I conigli ed i roditori in genere vengono utilizzati in terapie con i bambini, grazie alle loro piccole dimensioni e scarsa aggressività. I cavalli sono il fulcro della ippoterapia (sia come riabilitazione fisica che psicologica) che richiede però un forte supporto professionale da parte di medici, addestratori e veterinari. Per quanto riguarda i pesci, osservare il loro movimento all’interno degli acquari aiuta a ridurre i livelli di stress, tachicardia e tensione muscolare. Un discorso a parte meritano i delfini, grazie alla loro particolare indole, che aiuta enormemente pazienti affetti da disturbi depressivi e comunicativi, spesso anche determinati dall‘autismo.
Vanno menzionati anche gli animali da fattoria, quali mucche, capre e pecore, che sono recentemente stati impiegati in alcuni progetti di pet therapy con ottimi risultati. L’animale, dunque, diventa un nuovo stimolo psico-fisico per il paziente, rinnovandone la curiosità e i metodi comunicativi.
Non dovendo sforzarsi di utilizzare un linguaggio convenzionale, il paziente ottiene un effetto rilassante, pur continuando a dialogare con il proprio compagno-animale e sviluppando un rapporto definibile come interpersonale, che gli consentirà di migliorare in modo graduale la comunicazione anche con altri esseri umani.
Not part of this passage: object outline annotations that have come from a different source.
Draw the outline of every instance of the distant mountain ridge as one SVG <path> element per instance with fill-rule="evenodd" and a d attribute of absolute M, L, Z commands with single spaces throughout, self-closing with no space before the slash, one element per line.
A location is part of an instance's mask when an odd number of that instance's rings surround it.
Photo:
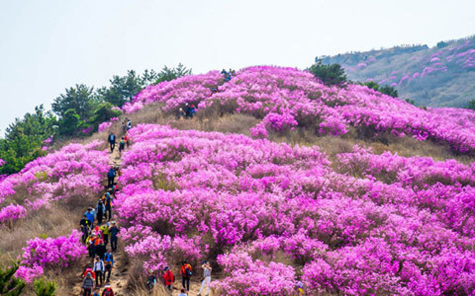
<path fill-rule="evenodd" d="M 419 106 L 465 107 L 475 99 L 475 36 L 427 45 L 317 57 L 339 64 L 349 79 L 395 87 Z"/>

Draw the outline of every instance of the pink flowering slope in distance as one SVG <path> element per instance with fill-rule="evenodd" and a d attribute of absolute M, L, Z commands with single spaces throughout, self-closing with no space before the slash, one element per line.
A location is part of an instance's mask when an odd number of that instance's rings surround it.
<path fill-rule="evenodd" d="M 473 166 L 357 146 L 331 165 L 317 147 L 130 133 L 116 211 L 145 270 L 216 259 L 227 295 L 289 295 L 299 280 L 312 295 L 475 295 Z"/>
<path fill-rule="evenodd" d="M 219 91 L 212 94 L 213 87 Z M 446 144 L 458 153 L 475 153 L 473 111 L 425 110 L 360 85 L 328 87 L 311 74 L 293 68 L 249 67 L 226 83 L 217 71 L 187 76 L 147 87 L 124 110 L 130 113 L 158 103 L 163 111 L 177 112 L 185 103 L 197 106 L 198 116 L 205 117 L 218 111 L 261 118 L 250 130 L 256 138 L 295 127 L 337 136 L 354 127 L 366 137 L 390 133 Z M 458 114 L 471 119 L 461 120 Z"/>
<path fill-rule="evenodd" d="M 105 151 L 96 149 L 102 143 L 70 144 L 0 181 L 0 224 L 25 217 L 54 200 L 98 192 L 109 160 Z M 11 198 L 19 188 L 21 192 L 26 189 L 28 196 Z M 9 204 L 18 200 L 21 204 Z"/>

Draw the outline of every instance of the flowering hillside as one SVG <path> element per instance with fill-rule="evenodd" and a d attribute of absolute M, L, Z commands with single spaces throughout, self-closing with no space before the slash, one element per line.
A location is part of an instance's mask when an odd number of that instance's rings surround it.
<path fill-rule="evenodd" d="M 475 167 L 139 125 L 117 201 L 126 251 L 217 256 L 225 295 L 474 295 Z"/>
<path fill-rule="evenodd" d="M 390 133 L 445 143 L 457 152 L 475 153 L 473 111 L 425 110 L 366 86 L 328 87 L 311 74 L 291 68 L 250 67 L 222 83 L 217 71 L 185 76 L 148 86 L 124 109 L 131 113 L 144 105 L 159 103 L 163 111 L 177 112 L 188 102 L 197 106 L 205 117 L 217 111 L 262 118 L 251 130 L 257 137 L 267 137 L 271 130 L 282 132 L 296 127 L 319 135 L 338 135 L 354 127 L 366 137 Z M 218 92 L 212 93 L 211 88 L 220 85 Z"/>
<path fill-rule="evenodd" d="M 475 37 L 427 45 L 396 47 L 323 57 L 341 64 L 348 78 L 395 87 L 421 106 L 465 107 L 474 98 Z"/>

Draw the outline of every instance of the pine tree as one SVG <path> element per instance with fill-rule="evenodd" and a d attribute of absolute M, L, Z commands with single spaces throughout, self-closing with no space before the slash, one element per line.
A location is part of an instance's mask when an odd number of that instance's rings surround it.
<path fill-rule="evenodd" d="M 25 281 L 13 275 L 18 269 L 16 263 L 5 269 L 0 268 L 0 295 L 18 296 L 25 289 Z"/>

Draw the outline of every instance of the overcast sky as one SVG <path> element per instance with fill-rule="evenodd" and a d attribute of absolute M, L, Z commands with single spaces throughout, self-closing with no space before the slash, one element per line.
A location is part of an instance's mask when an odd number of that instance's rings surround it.
<path fill-rule="evenodd" d="M 474 34 L 474 0 L 0 0 L 0 133 L 66 87 L 129 69 L 304 68 Z"/>

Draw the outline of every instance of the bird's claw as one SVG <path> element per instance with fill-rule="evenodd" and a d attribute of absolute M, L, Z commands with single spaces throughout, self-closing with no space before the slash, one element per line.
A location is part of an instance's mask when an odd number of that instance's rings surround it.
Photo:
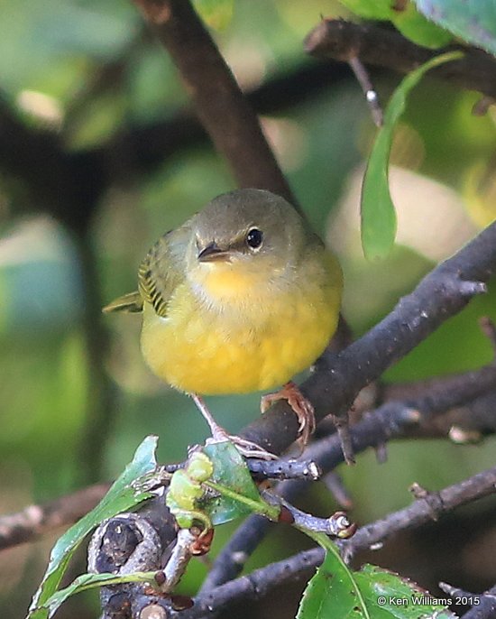
<path fill-rule="evenodd" d="M 260 402 L 262 412 L 265 412 L 279 400 L 286 400 L 296 414 L 299 422 L 298 439 L 305 447 L 316 428 L 315 411 L 312 403 L 299 391 L 299 386 L 289 381 L 279 392 L 262 396 Z"/>

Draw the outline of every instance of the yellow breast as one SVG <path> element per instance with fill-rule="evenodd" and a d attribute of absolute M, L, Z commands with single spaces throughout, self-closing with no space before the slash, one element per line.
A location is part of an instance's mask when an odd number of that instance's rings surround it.
<path fill-rule="evenodd" d="M 335 328 L 341 281 L 334 259 L 328 264 L 332 273 L 317 270 L 317 279 L 302 278 L 294 290 L 278 294 L 262 293 L 259 301 L 239 302 L 235 310 L 209 306 L 188 282 L 175 291 L 166 318 L 145 302 L 146 362 L 177 389 L 207 395 L 271 389 L 288 382 L 317 359 Z M 210 283 L 222 288 L 226 282 Z M 237 278 L 228 290 L 239 298 L 247 283 Z M 263 282 L 259 284 L 263 291 Z"/>

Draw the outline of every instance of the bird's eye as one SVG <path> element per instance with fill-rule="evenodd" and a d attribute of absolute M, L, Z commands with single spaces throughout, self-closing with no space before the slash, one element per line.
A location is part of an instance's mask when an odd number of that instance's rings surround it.
<path fill-rule="evenodd" d="M 256 227 L 253 227 L 251 230 L 248 230 L 248 234 L 246 235 L 246 244 L 249 247 L 252 249 L 258 249 L 262 246 L 262 241 L 263 233 L 262 230 L 259 230 Z"/>

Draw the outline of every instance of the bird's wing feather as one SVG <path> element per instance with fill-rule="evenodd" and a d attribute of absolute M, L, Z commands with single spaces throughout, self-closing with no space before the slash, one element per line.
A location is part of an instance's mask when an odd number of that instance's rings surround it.
<path fill-rule="evenodd" d="M 140 312 L 147 301 L 159 316 L 166 316 L 170 296 L 185 278 L 186 248 L 190 238 L 188 224 L 160 238 L 140 264 L 138 290 L 115 299 L 103 311 Z"/>
<path fill-rule="evenodd" d="M 186 249 L 191 238 L 188 224 L 160 238 L 148 252 L 138 270 L 138 287 L 142 299 L 159 316 L 167 315 L 167 306 L 176 288 L 184 281 Z"/>

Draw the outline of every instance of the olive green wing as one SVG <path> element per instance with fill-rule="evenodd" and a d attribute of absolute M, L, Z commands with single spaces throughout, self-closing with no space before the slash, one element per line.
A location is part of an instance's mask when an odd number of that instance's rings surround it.
<path fill-rule="evenodd" d="M 147 301 L 159 316 L 166 316 L 173 291 L 186 277 L 186 250 L 190 238 L 191 228 L 187 224 L 160 238 L 140 264 L 138 291 L 115 299 L 104 311 L 139 312 Z"/>

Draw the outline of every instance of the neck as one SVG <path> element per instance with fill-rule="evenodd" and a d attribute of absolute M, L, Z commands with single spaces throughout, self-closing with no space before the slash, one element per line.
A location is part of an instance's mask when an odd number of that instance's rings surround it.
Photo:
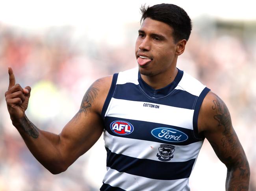
<path fill-rule="evenodd" d="M 148 85 L 157 89 L 164 87 L 173 82 L 177 73 L 178 69 L 175 65 L 170 70 L 154 76 L 147 76 L 142 74 L 141 76 Z"/>

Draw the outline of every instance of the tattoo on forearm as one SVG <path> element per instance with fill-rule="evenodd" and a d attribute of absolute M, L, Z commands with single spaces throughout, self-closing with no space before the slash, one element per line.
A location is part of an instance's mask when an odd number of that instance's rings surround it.
<path fill-rule="evenodd" d="M 213 101 L 213 106 L 212 109 L 215 111 L 216 115 L 214 119 L 218 123 L 218 126 L 223 128 L 222 135 L 222 146 L 225 148 L 230 147 L 233 151 L 237 148 L 236 140 L 234 138 L 234 133 L 231 132 L 232 127 L 230 115 L 228 108 L 223 102 L 217 97 L 216 100 Z"/>
<path fill-rule="evenodd" d="M 81 115 L 83 114 L 85 116 L 86 116 L 90 112 L 92 105 L 98 96 L 99 91 L 98 86 L 100 80 L 96 80 L 88 89 L 82 100 L 80 109 L 73 119 L 76 120 Z"/>
<path fill-rule="evenodd" d="M 21 128 L 29 136 L 33 138 L 37 138 L 39 136 L 39 132 L 37 127 L 25 116 L 20 119 Z"/>

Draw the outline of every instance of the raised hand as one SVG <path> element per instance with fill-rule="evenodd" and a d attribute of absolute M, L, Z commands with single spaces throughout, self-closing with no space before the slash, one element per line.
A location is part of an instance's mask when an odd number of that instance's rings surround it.
<path fill-rule="evenodd" d="M 8 67 L 8 72 L 9 85 L 5 95 L 7 108 L 13 122 L 13 120 L 18 120 L 24 116 L 28 105 L 31 88 L 26 86 L 22 88 L 19 84 L 15 84 L 15 76 L 10 67 Z"/>

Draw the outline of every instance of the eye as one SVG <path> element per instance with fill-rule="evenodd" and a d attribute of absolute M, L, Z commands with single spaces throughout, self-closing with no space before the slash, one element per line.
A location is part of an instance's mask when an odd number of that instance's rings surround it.
<path fill-rule="evenodd" d="M 161 40 L 161 39 L 159 38 L 158 37 L 154 37 L 153 39 L 154 40 L 157 40 L 158 41 L 159 41 L 160 40 Z"/>
<path fill-rule="evenodd" d="M 142 33 L 139 33 L 139 36 L 140 36 L 141 37 L 144 37 L 145 36 L 145 35 Z"/>

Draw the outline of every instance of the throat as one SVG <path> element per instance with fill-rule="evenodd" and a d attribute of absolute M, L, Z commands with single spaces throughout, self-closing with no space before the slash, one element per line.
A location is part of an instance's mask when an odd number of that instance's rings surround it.
<path fill-rule="evenodd" d="M 155 75 L 154 76 L 146 76 L 141 74 L 142 80 L 148 85 L 155 89 L 162 88 L 172 83 L 174 80 L 178 73 L 178 69 L 175 68 L 172 74 L 166 75 Z"/>

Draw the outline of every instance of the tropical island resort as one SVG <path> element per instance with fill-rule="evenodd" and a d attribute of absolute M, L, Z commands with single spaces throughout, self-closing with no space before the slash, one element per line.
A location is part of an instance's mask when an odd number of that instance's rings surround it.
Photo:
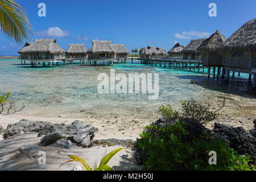
<path fill-rule="evenodd" d="M 122 11 L 126 24 L 106 5 L 89 1 L 90 20 L 46 1 L 0 0 L 0 171 L 256 170 L 253 6 L 234 2 L 251 12 L 238 18 L 223 1 L 212 17 L 176 2 L 198 12 L 172 9 L 168 23 L 163 0 L 165 14 L 150 2 L 148 20 Z"/>

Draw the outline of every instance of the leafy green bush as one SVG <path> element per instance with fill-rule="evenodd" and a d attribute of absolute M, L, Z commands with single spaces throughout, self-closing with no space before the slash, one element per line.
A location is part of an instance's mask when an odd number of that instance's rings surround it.
<path fill-rule="evenodd" d="M 255 170 L 248 164 L 250 156 L 239 155 L 222 141 L 213 142 L 206 133 L 188 142 L 186 138 L 189 137 L 189 133 L 185 122 L 162 128 L 147 126 L 140 136 L 135 146 L 145 153 L 146 170 Z M 217 165 L 209 163 L 209 152 L 212 151 L 217 153 Z"/>
<path fill-rule="evenodd" d="M 171 122 L 180 117 L 180 114 L 178 111 L 172 109 L 170 105 L 166 106 L 162 105 L 159 110 L 162 113 L 163 118 L 168 122 Z"/>
<path fill-rule="evenodd" d="M 205 123 L 217 119 L 218 114 L 209 111 L 203 104 L 194 100 L 181 101 L 181 112 L 174 110 L 170 105 L 162 105 L 159 110 L 163 118 L 168 122 L 177 119 L 189 119 L 191 122 Z"/>
<path fill-rule="evenodd" d="M 205 106 L 194 100 L 183 101 L 181 103 L 182 117 L 189 118 L 192 122 L 205 123 L 218 117 L 218 114 L 209 111 Z"/>
<path fill-rule="evenodd" d="M 0 114 L 11 115 L 22 111 L 25 108 L 25 104 L 22 104 L 20 109 L 15 108 L 15 102 L 11 100 L 11 94 L 10 93 L 6 93 L 3 96 L 0 96 Z"/>
<path fill-rule="evenodd" d="M 113 169 L 111 167 L 108 166 L 108 163 L 111 160 L 111 159 L 112 159 L 113 157 L 115 156 L 115 154 L 118 153 L 123 149 L 124 149 L 124 148 L 118 148 L 107 154 L 101 159 L 101 163 L 98 167 L 97 167 L 97 163 L 95 163 L 93 167 L 93 171 L 113 171 Z M 84 160 L 73 155 L 69 155 L 69 157 L 72 160 L 68 160 L 60 166 L 60 167 L 68 163 L 77 162 L 82 164 L 85 169 L 86 169 L 87 171 L 92 171 L 92 168 L 89 166 L 88 164 L 87 164 L 87 163 Z"/>

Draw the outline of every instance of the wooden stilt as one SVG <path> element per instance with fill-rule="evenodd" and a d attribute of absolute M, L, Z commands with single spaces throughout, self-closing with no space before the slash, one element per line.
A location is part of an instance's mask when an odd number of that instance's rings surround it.
<path fill-rule="evenodd" d="M 218 78 L 220 78 L 220 72 L 221 72 L 221 68 L 220 67 L 218 67 L 218 71 L 217 71 L 217 80 L 218 80 Z"/>
<path fill-rule="evenodd" d="M 256 90 L 256 74 L 253 74 L 251 86 L 254 90 Z"/>
<path fill-rule="evenodd" d="M 230 75 L 230 72 L 228 70 L 228 68 L 226 67 L 225 69 L 225 80 L 224 82 L 228 83 L 229 82 L 229 76 Z"/>
<path fill-rule="evenodd" d="M 251 74 L 249 74 L 249 81 L 251 81 Z"/>
<path fill-rule="evenodd" d="M 210 77 L 210 67 L 208 67 L 208 78 Z"/>
<path fill-rule="evenodd" d="M 213 77 L 215 78 L 216 74 L 216 67 L 213 67 Z"/>
<path fill-rule="evenodd" d="M 225 74 L 226 73 L 226 71 L 225 70 L 225 68 L 222 68 L 222 72 L 221 72 L 221 78 L 225 78 Z"/>

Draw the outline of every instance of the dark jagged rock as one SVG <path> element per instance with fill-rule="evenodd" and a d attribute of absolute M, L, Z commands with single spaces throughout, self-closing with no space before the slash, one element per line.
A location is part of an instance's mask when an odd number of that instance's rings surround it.
<path fill-rule="evenodd" d="M 45 135 L 41 139 L 40 146 L 52 144 L 59 140 L 66 139 L 82 147 L 88 147 L 95 136 L 98 129 L 92 125 L 82 126 L 80 121 L 75 121 L 71 125 L 53 124 L 50 122 L 33 122 L 22 120 L 19 122 L 9 125 L 3 134 L 4 138 L 12 136 L 20 132 L 37 132 L 38 136 Z"/>
<path fill-rule="evenodd" d="M 59 140 L 52 145 L 59 148 L 69 149 L 71 141 L 66 139 Z"/>
<path fill-rule="evenodd" d="M 59 140 L 65 138 L 65 137 L 59 132 L 54 132 L 46 134 L 46 136 L 42 138 L 39 146 L 44 147 L 51 144 L 53 144 Z"/>
<path fill-rule="evenodd" d="M 50 126 L 44 129 L 42 129 L 38 134 L 38 137 L 41 137 L 44 135 L 47 135 L 47 134 L 53 133 L 57 130 L 65 130 L 67 128 L 67 126 L 65 124 L 53 124 L 52 126 Z"/>
<path fill-rule="evenodd" d="M 212 135 L 225 141 L 240 155 L 250 155 L 256 159 L 256 139 L 243 127 L 215 123 Z"/>
<path fill-rule="evenodd" d="M 256 139 L 256 129 L 250 130 L 250 133 Z"/>
<path fill-rule="evenodd" d="M 125 147 L 133 147 L 135 142 L 131 139 L 119 140 L 115 138 L 96 140 L 92 142 L 93 146 L 106 145 L 109 147 L 120 146 Z"/>
<path fill-rule="evenodd" d="M 0 134 L 3 131 L 3 127 L 0 125 Z"/>
<path fill-rule="evenodd" d="M 30 159 L 36 159 L 39 157 L 39 152 L 41 149 L 38 146 L 24 146 L 19 148 L 19 151 L 22 153 L 27 154 Z"/>
<path fill-rule="evenodd" d="M 53 144 L 59 139 L 66 139 L 82 147 L 89 147 L 98 129 L 90 125 L 83 126 L 80 121 L 76 121 L 68 126 L 55 125 L 50 129 L 44 130 L 46 135 L 43 138 L 40 146 L 45 146 Z"/>

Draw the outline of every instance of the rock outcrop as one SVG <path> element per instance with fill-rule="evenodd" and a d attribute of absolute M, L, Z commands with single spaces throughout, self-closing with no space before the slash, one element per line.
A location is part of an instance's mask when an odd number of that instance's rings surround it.
<path fill-rule="evenodd" d="M 240 155 L 250 155 L 256 160 L 256 139 L 243 127 L 215 123 L 211 135 L 217 136 Z"/>
<path fill-rule="evenodd" d="M 20 132 L 36 132 L 42 137 L 39 146 L 44 147 L 55 144 L 61 148 L 68 148 L 70 142 L 82 147 L 89 147 L 98 129 L 92 125 L 83 126 L 80 121 L 75 121 L 70 125 L 53 124 L 48 122 L 34 122 L 21 120 L 9 125 L 3 134 L 4 138 L 14 136 Z"/>
<path fill-rule="evenodd" d="M 0 134 L 3 131 L 3 127 L 0 125 Z"/>

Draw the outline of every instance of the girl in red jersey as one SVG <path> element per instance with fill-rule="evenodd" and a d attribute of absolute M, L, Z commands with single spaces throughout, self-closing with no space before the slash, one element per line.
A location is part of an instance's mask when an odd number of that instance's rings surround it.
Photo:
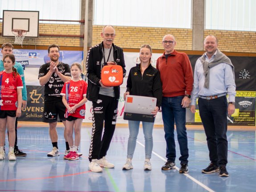
<path fill-rule="evenodd" d="M 61 93 L 63 96 L 62 102 L 66 108 L 66 128 L 70 148 L 70 152 L 64 156 L 64 159 L 77 160 L 79 157 L 77 152 L 80 143 L 81 126 L 85 115 L 85 103 L 87 101 L 87 84 L 81 77 L 82 68 L 79 64 L 73 63 L 70 68 L 72 79 L 64 84 Z M 75 132 L 74 145 L 73 129 Z"/>
<path fill-rule="evenodd" d="M 14 154 L 15 120 L 21 115 L 23 88 L 20 76 L 14 67 L 15 57 L 4 57 L 4 70 L 0 72 L 0 160 L 5 158 L 4 150 L 6 127 L 9 132 L 9 160 L 16 160 Z"/>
L’uso della pet therapy richiede l’assistenza di personale adeguatamente formato (medici generici, psicologi, fisioterapisti, infermieri, assistenti sociali, pedagogisti, veterinari, etologi, addestratori), oltre che di animali adatti, che devono essere sottoposti a controlli periodici da parte di veterinari specializzati, per monitorare la salute fisica e psicologica (non va dimenticato, infatti, che proprio come gli esseri umani anche gli animali subiscono le conseguenze del relazionarsi con soggetti di natura problematica). Sarà necessario anche l’intervento di un etologo (studioso che si occupa del comportamento animale) sia per determinare la scelta dell’animale più adatto sia per istruire tutti i soggetti che verranno in contatto con lui.